Config(PROJECT='ieee_fraud_detection', PHASE='scoping', SEED=42, DATA_DIR=PosixPath('/content/data/ieee'), RAW_DIR=PosixPath('/content/data/ieee/raw'), PROC_DIR=PosixPath('/content/data/ieee/processed'), ARTIFACTS_DIR=PosixPath('/content/artifacts'))

## 6) Evaluation plan (offline, scoping view)
- **Metric focus**:  
  - PR-AUC (robust for class imbalance)  
  - ROC-AUC  
  - Recall@k and Precision@k (for Ops review capacity)  
  - FPR at fixed TPR (business trade-offs)  

- **Thresholding**:  
  - Pick operating point via **cost matrix** (fraud loss vs. review cost vs. customer friction).  

- **Baselines planned** (to implement in modeling phase):  
  - Dummy predictor (prevalence baseline)  
  - Logistic Regression (with class weights)  
  - LightGBM / XGBoost (tree-based, handles high-dim tabular)  
  - (Optional) CatBoost (handles categorical features natively)  

- **Outputs**:  
  - Probability score [0,1]  
  - Optional “reason codes” (from interpretable features/rules) for Ops.
---


## 7) Experimental design & splitting strategy
- **Primary split**: **Time-based** using `TransactionDT` → ensures no future info leaks into training.  
- **Group integrity**: Keep all records of a user/device/card in the same fold (avoid leakage).  
- **Validation strategy**:  
  - Time-based train/val/test (e.g., 70/15/15)  
  - GroupKFold (by user/card) as a backup.  
- **Holdout test set**: Final test locked and only evaluated once.  
- **Hyperparameter tuning**:  
  - Early stopping on validation.  
  - Optionally nested CV if time/resources allow.

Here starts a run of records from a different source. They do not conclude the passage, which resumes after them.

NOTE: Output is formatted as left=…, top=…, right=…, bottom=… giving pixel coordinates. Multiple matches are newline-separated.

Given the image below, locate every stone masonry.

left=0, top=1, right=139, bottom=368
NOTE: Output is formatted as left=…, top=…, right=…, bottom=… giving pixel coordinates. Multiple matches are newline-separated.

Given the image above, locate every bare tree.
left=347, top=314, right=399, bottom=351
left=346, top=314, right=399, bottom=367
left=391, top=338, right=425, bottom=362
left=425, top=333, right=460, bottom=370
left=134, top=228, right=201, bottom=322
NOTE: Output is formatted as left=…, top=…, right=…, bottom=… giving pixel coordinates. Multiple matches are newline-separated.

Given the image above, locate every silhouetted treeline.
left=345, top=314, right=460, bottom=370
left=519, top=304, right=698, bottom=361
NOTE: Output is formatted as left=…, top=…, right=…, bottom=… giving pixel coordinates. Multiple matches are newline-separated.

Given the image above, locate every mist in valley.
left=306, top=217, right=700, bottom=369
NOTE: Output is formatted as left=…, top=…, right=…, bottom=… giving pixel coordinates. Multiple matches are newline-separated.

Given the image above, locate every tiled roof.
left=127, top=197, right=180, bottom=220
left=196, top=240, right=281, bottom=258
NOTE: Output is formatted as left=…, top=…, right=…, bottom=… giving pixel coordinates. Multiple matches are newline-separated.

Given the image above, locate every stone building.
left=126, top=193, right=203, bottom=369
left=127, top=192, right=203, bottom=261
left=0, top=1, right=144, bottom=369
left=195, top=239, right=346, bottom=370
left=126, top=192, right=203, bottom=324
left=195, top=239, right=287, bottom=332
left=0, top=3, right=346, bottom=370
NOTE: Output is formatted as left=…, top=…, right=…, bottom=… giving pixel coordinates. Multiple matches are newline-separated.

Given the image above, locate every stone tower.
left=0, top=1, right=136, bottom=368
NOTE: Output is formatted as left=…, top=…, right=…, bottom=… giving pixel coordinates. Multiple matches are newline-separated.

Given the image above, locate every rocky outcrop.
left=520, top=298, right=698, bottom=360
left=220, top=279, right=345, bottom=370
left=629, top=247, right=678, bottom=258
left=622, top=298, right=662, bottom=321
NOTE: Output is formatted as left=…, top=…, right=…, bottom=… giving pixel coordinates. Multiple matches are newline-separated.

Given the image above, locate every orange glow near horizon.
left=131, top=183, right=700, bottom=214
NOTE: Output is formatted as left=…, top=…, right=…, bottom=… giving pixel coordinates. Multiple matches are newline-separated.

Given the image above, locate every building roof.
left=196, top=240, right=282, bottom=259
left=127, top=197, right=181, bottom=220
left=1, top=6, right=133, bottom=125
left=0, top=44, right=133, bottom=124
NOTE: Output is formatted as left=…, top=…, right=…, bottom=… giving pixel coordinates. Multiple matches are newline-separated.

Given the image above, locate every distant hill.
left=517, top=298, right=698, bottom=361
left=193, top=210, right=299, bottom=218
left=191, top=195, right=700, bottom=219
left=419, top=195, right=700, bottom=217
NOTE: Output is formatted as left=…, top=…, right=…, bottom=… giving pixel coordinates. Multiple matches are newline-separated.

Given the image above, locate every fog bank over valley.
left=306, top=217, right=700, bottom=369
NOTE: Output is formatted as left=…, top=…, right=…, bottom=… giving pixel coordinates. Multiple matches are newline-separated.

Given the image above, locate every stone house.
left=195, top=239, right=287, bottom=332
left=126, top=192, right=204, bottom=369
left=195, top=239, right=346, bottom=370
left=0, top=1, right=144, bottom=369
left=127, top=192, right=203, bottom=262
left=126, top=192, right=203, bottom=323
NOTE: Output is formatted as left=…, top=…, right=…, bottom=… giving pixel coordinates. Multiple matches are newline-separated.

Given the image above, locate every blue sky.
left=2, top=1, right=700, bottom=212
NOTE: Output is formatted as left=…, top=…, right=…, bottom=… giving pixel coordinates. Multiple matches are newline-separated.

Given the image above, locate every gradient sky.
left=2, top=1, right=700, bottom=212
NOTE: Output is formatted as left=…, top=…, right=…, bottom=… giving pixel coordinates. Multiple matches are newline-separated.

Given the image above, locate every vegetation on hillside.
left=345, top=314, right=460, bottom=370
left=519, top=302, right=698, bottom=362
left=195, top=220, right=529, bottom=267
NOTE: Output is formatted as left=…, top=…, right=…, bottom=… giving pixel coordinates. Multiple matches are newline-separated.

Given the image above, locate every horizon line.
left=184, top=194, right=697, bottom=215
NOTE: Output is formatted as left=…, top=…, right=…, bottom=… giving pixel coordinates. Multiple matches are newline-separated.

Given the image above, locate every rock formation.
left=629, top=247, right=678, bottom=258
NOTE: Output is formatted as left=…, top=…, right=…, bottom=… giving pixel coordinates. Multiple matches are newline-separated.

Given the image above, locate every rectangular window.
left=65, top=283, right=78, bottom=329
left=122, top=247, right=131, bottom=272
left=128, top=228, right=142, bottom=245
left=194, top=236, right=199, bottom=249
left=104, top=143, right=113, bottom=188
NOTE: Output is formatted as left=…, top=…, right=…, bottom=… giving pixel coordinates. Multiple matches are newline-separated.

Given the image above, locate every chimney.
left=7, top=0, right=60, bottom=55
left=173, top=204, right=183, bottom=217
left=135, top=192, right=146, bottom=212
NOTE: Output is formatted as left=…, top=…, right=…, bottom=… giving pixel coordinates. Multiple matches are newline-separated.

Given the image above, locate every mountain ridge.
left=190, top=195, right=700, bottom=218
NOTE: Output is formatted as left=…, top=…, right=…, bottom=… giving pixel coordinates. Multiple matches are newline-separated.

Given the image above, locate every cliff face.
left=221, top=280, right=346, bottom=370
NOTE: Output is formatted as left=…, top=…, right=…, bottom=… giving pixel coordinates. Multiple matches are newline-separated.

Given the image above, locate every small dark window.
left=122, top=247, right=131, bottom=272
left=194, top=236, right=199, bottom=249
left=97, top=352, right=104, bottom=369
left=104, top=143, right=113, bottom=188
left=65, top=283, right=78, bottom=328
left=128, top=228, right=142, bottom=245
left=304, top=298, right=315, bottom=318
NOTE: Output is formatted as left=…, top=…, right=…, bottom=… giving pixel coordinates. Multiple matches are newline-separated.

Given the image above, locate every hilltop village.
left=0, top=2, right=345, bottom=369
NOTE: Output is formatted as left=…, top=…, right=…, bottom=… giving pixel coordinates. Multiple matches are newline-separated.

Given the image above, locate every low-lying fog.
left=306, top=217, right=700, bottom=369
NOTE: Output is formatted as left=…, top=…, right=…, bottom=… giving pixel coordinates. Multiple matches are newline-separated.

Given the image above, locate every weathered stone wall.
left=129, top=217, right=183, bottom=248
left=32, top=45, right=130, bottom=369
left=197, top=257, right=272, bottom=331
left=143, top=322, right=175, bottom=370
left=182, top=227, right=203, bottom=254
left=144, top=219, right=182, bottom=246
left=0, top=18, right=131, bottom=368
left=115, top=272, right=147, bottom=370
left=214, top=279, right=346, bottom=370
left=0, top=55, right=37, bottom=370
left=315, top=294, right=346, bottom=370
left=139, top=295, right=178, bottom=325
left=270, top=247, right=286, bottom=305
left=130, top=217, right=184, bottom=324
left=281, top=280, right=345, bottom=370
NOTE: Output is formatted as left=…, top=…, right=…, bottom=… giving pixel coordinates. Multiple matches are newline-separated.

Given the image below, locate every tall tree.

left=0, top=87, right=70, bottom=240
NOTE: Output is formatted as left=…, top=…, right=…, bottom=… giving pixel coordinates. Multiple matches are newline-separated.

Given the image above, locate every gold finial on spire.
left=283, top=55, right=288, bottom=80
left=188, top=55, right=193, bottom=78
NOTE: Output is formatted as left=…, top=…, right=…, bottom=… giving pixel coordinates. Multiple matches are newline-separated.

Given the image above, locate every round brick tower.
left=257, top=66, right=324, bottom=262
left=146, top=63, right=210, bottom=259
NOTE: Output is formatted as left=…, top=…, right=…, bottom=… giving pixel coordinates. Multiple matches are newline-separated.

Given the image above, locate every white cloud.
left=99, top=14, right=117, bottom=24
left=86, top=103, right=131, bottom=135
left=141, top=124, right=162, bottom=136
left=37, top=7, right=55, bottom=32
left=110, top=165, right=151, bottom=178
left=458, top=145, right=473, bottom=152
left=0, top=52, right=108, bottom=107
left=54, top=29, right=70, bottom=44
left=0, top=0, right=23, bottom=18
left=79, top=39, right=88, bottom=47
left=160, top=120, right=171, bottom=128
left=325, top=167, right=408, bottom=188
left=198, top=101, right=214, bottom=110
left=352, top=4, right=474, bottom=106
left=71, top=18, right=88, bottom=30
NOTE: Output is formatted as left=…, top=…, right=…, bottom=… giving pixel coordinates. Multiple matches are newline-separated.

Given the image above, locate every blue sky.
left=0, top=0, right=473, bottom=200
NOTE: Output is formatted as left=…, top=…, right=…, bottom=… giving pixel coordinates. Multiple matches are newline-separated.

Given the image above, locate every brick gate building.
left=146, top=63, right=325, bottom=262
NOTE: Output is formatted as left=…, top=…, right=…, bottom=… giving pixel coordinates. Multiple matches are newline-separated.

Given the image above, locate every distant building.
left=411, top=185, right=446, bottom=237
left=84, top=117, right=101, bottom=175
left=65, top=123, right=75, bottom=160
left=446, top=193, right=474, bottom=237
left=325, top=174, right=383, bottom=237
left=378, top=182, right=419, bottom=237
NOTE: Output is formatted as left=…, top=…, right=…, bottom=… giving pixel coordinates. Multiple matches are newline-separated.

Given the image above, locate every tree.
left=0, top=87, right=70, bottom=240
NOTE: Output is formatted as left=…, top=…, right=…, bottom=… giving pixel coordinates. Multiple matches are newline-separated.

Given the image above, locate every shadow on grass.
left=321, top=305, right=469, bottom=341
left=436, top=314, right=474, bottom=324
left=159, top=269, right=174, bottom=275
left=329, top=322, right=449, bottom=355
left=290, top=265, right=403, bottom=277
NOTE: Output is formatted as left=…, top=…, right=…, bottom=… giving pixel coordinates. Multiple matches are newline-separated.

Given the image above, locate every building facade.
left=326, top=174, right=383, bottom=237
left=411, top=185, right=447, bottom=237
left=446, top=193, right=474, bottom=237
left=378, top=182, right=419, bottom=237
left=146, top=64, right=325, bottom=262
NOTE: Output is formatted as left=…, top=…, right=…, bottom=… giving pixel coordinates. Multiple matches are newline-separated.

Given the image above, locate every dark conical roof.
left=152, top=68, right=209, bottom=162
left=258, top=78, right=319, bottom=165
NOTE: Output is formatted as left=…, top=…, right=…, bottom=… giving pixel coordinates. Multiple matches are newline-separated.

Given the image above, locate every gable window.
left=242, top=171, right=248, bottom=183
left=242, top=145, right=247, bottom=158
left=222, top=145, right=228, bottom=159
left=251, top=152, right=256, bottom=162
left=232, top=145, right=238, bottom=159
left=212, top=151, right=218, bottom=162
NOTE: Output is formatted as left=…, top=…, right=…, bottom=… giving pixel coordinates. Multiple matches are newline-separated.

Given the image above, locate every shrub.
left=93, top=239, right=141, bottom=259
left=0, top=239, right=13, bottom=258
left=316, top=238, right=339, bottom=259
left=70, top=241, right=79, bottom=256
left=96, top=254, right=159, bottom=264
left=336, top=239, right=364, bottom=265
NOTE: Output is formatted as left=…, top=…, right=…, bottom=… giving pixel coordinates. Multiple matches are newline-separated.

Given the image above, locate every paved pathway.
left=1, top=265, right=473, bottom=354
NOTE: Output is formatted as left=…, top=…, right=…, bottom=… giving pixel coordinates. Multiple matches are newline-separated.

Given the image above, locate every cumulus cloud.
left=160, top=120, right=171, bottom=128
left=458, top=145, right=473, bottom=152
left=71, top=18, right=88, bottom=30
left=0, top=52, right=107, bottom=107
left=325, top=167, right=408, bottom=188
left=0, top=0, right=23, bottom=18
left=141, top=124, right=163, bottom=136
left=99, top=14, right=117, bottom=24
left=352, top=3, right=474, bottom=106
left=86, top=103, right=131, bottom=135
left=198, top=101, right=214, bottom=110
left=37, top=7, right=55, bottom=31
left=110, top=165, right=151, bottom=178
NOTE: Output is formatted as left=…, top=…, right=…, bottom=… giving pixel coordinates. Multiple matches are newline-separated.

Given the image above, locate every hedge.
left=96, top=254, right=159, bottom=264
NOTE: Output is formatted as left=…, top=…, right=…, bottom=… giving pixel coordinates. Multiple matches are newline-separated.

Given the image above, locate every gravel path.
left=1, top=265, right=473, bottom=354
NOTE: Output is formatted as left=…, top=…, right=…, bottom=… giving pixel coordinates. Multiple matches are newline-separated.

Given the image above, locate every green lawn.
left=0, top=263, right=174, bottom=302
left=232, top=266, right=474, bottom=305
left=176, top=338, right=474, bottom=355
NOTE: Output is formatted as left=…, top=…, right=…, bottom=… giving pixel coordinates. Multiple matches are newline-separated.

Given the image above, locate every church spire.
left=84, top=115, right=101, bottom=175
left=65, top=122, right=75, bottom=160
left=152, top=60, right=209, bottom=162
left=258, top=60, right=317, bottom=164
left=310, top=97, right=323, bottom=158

## 8) Deliverables & 5-day timeline
**Planned deliverables**
- ☑ `01_scoping.ipynb` (this file)  
- ☐ `02_eda.ipynb` (schema check, leakage checks, nulls, drift)  
- ☐ `03_feature_engineering.ipynb` (encodings, aggregates, feature pipelines)  
- ☐ `04_modeling.ipynb` (baselines → tuned models)  
- ☐ `05_evaluation_thresholding.ipynb` (cost matrix, thresholding, operating point)  
- ☐ `06_deployment_plan.md` (inference graph, latency, monitoring plan)  

**Target timeline**
- **Day 1:** Scoping (this notebook) ☑  
- **Day 2:** EDA + leakage checks ☐  
- **Day 3:** Baselines (LR, LGBM) ☐  
- **Day 4:** Feature engineering + tuning ☐  
- **Day 5:** Thresholding + packaging + final report ☐  

---

## 9) Approvals & next actions
**Decisions to finalize now**
- ☐ Confirm business KPI targets with stakeholders.  
- ☐ Confirm latency budget (<200ms) with Ops/Payments.  
- ☐ Approve data split strategy (time-based + group integrity).  

**Next actions**
- ☐ Fill in data dictionary during `02_eda.ipynb`.  
- ☐ Upload raw dataset to `/content/data/ieee/raw/`.  
- ☐ Open GitHub issues for each deliverable (copy from Section 8 checklist).